When the Snohomish County Sheriff’s Dept. in Washington posted March 18 on their Facebook page that, in keeping with limiting face-to-face exposure as much as possible due to the Covid-19 crisis, “RSO services and check-ins will be delayed until April 6, 2020. Change of addresses can still be conducted by Certified Mail,” the comments included, “Who made the choice to close this? I am talking about the office where sex offenders check in? Was there absolutely no other step you could of [sic] taken? This makes me, a community member feel very concerned!” and “. . . sex offenders not having to check in until the office reopens. That in itself has caused me concern.”
Those remarks, however, showed remarkable restraint in light of those posted in response to New York releasing prisoners, including some with sexual offenses. “Wouldn’t a better approach be to use them as human test subjects?
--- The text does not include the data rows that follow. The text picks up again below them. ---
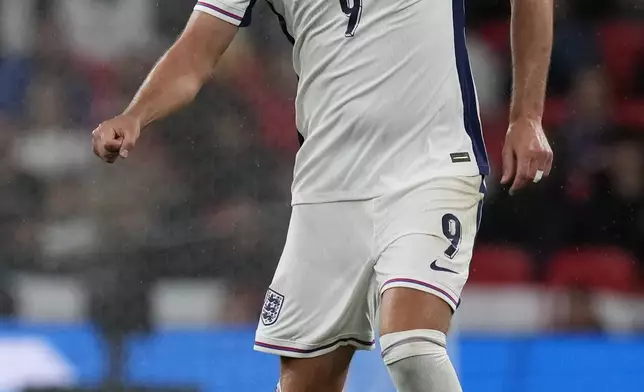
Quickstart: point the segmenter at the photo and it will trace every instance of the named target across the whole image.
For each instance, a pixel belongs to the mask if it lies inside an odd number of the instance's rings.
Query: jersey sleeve
[[[250,24],[251,10],[255,0],[200,0],[195,5],[195,11],[205,12],[235,26]]]

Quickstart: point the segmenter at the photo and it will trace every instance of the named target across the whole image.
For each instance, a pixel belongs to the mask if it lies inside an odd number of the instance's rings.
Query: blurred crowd
[[[641,25],[644,1],[557,1],[547,115],[555,167],[513,197],[496,185],[509,1],[469,3],[495,164],[480,241],[529,250],[537,271],[558,249],[587,243],[644,260],[644,35],[631,37],[630,74],[614,75],[600,30]],[[106,165],[90,148],[92,129],[127,105],[193,5],[0,0],[0,279],[73,273],[118,296],[158,277],[217,276],[240,301],[260,303],[285,238],[298,148],[290,45],[265,4],[195,104],[146,130],[127,162]],[[623,105],[636,105],[633,114]],[[10,312],[2,288],[0,310]]]
[[[557,3],[544,119],[552,175],[513,197],[493,191],[479,237],[528,249],[539,275],[564,247],[618,246],[644,260],[644,2]],[[487,20],[481,32],[494,43],[504,27]],[[499,113],[483,112],[497,168]]]

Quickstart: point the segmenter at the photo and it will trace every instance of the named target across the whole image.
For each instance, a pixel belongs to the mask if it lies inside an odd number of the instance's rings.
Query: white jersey
[[[195,10],[250,23],[255,0]],[[293,204],[489,172],[463,0],[274,0],[299,77]]]

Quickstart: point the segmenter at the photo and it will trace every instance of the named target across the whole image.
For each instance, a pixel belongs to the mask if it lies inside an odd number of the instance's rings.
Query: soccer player
[[[199,1],[128,108],[94,130],[96,154],[127,158],[142,129],[188,104],[254,3]],[[489,174],[463,0],[269,5],[293,43],[302,146],[255,349],[281,357],[278,390],[340,392],[354,351],[372,348],[378,329],[399,391],[461,391],[446,333]],[[502,182],[513,193],[552,165],[541,118],[553,0],[514,0],[512,10]]]

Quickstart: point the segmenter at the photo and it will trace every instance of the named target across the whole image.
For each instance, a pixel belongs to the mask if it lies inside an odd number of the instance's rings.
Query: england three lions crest
[[[262,324],[275,324],[277,318],[280,316],[283,303],[284,296],[282,294],[268,289],[266,297],[264,298],[264,306],[262,307]]]

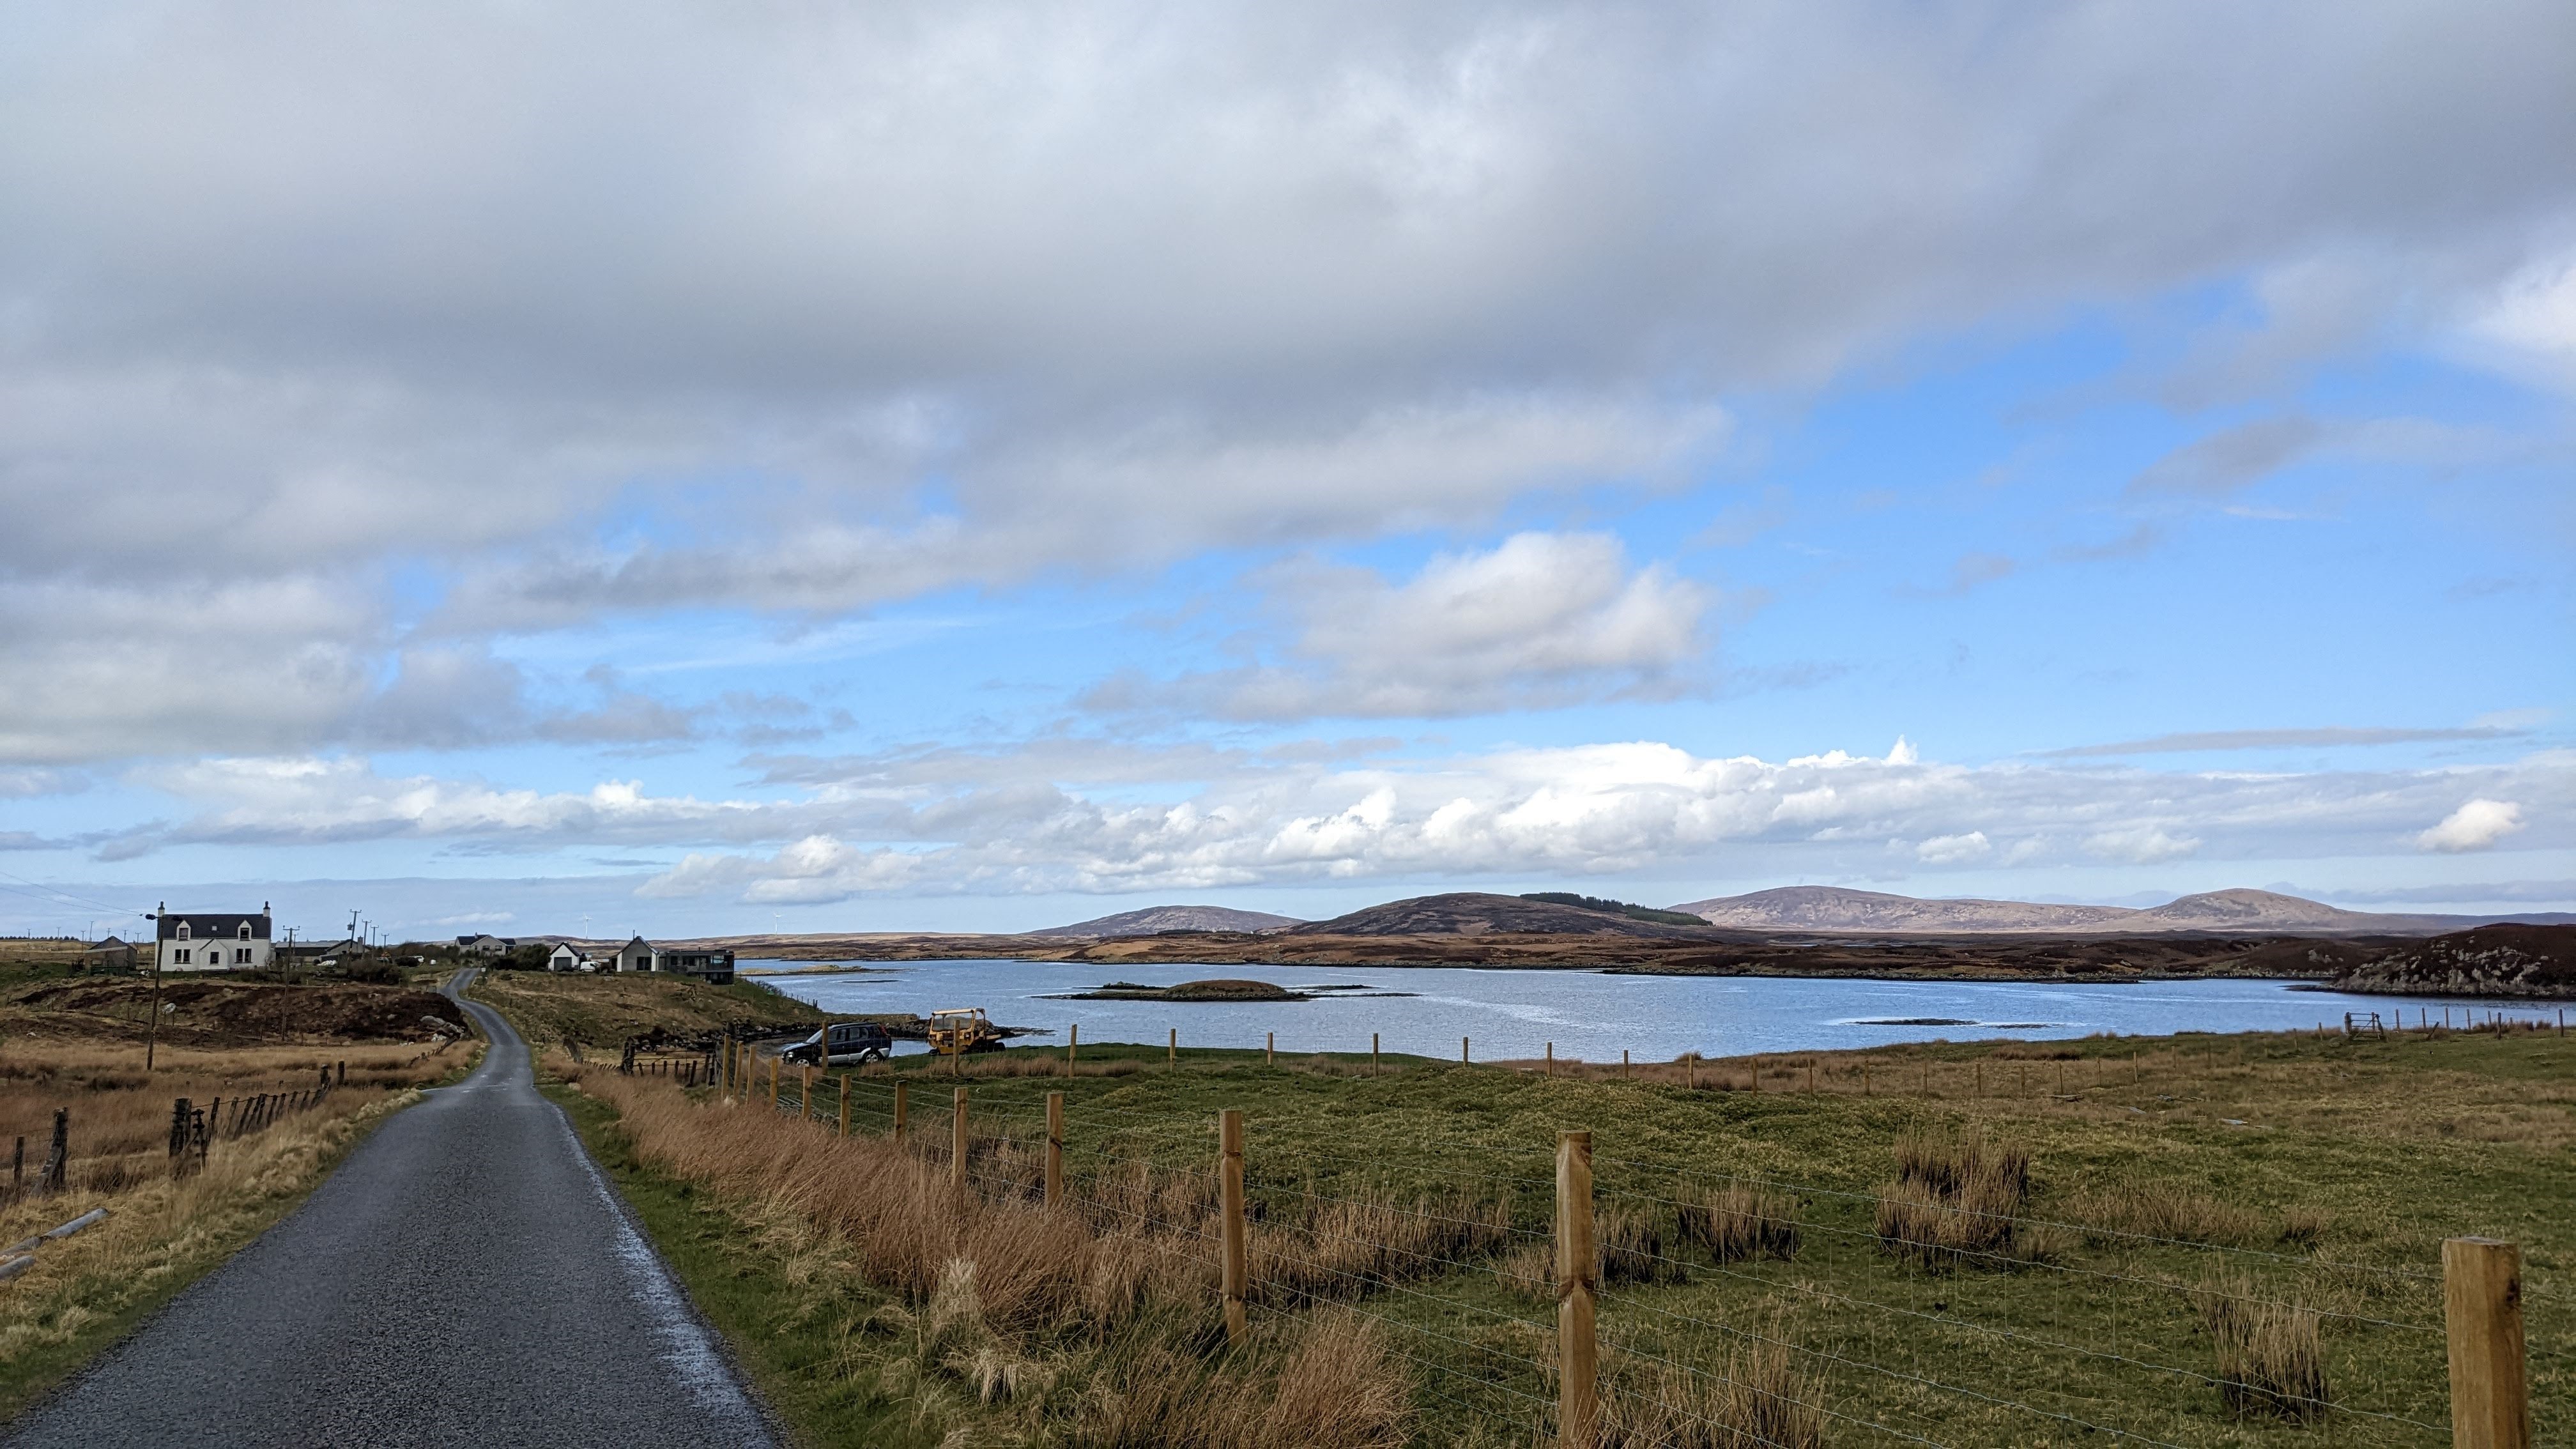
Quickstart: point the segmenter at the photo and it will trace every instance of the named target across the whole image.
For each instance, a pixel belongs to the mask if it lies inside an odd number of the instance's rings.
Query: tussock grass
[[[2217,1356],[2219,1398],[2240,1418],[2307,1424],[2334,1408],[2317,1311],[2262,1296],[2259,1285],[2218,1277],[2194,1295]]]
[[[1664,1230],[1664,1214],[1604,1203],[1592,1216],[1592,1233],[1601,1249],[1601,1281],[1619,1283],[1687,1283],[1690,1267],[1680,1243]]]
[[[1411,1389],[1375,1323],[1321,1310],[1240,1358],[1211,1359],[1168,1327],[1104,1356],[1066,1435],[1078,1449],[1397,1449]]]
[[[1265,1301],[1357,1298],[1373,1288],[1438,1277],[1511,1237],[1508,1204],[1469,1197],[1410,1205],[1386,1196],[1307,1200],[1303,1211],[1251,1236],[1251,1275]]]
[[[1798,1205],[1786,1193],[1723,1187],[1705,1201],[1685,1204],[1680,1218],[1682,1236],[1720,1264],[1754,1258],[1788,1263],[1798,1257]]]
[[[2262,1214],[2171,1178],[2080,1193],[2068,1201],[2064,1216],[2088,1229],[2084,1241],[2094,1247],[2117,1241],[2121,1233],[2221,1247],[2250,1247],[2265,1239]]]
[[[1909,1128],[1896,1139],[1896,1181],[1879,1192],[1879,1247],[1926,1269],[2010,1266],[2029,1191],[2029,1148],[1976,1128]]]
[[[1754,1343],[1696,1371],[1614,1357],[1596,1449],[1823,1449],[1826,1415],[1789,1349]]]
We could test all kinds of things on them and then expose them to COVID-19 and see what substances work. We could try cyanide, strychnine…” and “Did they castrate them first at least?” are representative of these.
National crises are wont to bring out both the best and the worst in humanity. This one will be no exception.
It is impossible at this point to know what changes in our society and our relationships with one another will occur as a result of our confrontation with the Coronavirus. One excellent thing that could come is a broader understanding of the actual and multi-faceted nature of sexual crime and those who commit it and a realization that the myriad of restraints placed on those with sexual crime convictions are not what has kept and will keep us safe.
There will always be sexual offenders. Sadly, that will not change. Those who are convicted will serve their sentences and again become a part of society. An almost minuscule percentage of those will reoffend. The vast majority will not. And our modern-day attempts at monitoring and tracking and restricting and controlling every aspect of their lives will have little to nothing to do with whether they do or whether they don’t.